Back in the days when our house had a television attached to a signal from the outside world (about two and a half years ago now), I was known to watch an episode or two of shows like American Chopper. There was something about the creative process surviving through a great deal of bombast which appealed to me. Once you cut through the yelling and screaming there was some impressive craftsmanship on display. What may also have appealed to me was watching the work of people who are skilled with motors and crafting metal. While I have been lucky enough to have spent some time blacksmithing, I have no more than a very basic working knowledge of motors. Despite my lack of practical knowledge, I do appreciate the form and function of motorcycles. I especially appreciate older bikes like the one in today's archival images.
The two images in this post come from the Sidney Payne collection at the Annapolis Heritage Society Archives. From a quick look, I believe that these images are of a circa 1915 Indian Motorcycle. Under magnification you can tell that it is the same motorcycle with two different riders posing. What confirmed this was that mud has run down the front fender in the same pattern in both images. I am sure that the bike is an Indian since it is written on the gas tank but, I am hoping that someone will be able confirm the date of the motorcycle. The more I look at the images the more fascinated I become with the long lines and strangely long handlebars on this motorcycle.
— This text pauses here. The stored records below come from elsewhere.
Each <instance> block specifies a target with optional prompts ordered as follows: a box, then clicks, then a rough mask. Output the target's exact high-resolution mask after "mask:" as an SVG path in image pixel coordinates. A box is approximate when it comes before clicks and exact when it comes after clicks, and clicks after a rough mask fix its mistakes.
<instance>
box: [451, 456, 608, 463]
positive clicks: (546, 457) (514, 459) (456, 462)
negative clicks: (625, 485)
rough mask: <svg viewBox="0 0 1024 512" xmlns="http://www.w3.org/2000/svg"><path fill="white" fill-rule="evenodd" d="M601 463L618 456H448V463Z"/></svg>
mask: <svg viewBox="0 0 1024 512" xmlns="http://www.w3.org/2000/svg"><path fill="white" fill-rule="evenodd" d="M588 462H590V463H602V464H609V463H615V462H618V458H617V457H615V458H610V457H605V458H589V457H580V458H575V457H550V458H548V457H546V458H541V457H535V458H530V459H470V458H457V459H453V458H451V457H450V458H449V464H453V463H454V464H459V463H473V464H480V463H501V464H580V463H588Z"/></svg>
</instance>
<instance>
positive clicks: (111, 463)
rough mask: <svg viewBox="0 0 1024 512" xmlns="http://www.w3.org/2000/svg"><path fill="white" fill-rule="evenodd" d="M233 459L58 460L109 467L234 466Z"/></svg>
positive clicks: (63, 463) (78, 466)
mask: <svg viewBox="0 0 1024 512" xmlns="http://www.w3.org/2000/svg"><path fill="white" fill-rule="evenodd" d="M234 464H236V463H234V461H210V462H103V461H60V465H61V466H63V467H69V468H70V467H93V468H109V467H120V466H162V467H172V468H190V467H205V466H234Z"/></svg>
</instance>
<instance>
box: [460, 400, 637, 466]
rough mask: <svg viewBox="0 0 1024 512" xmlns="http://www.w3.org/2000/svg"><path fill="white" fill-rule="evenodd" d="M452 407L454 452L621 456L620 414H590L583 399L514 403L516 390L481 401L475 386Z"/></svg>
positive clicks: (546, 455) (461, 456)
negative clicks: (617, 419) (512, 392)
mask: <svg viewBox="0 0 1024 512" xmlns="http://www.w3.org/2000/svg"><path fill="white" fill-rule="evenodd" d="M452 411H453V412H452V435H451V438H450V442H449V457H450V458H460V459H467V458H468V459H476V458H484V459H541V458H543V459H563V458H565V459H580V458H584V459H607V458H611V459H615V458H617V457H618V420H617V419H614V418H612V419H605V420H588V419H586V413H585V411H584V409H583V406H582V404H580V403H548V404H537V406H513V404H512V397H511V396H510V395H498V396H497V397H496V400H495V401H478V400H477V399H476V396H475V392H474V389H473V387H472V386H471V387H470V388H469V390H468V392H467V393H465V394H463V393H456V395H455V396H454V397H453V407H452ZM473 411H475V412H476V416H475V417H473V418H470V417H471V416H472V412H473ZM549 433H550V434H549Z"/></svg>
I do hope that it would have been painted red like the photographs of older Indian Motorcycles I found online.
While these archival images are interesting, the Annapolis Royal region also has a tie to modern motorcycle culture. Over the past few years our neighbouring community of Digby has been developing the Wharf Rat Rally. If reports were accurate, we had almost 20 000 people arrive in Digby for this event last year. I have a feeling that these two images may be making a return appearance when we get a bit closer this year's Wharf Rat Rally.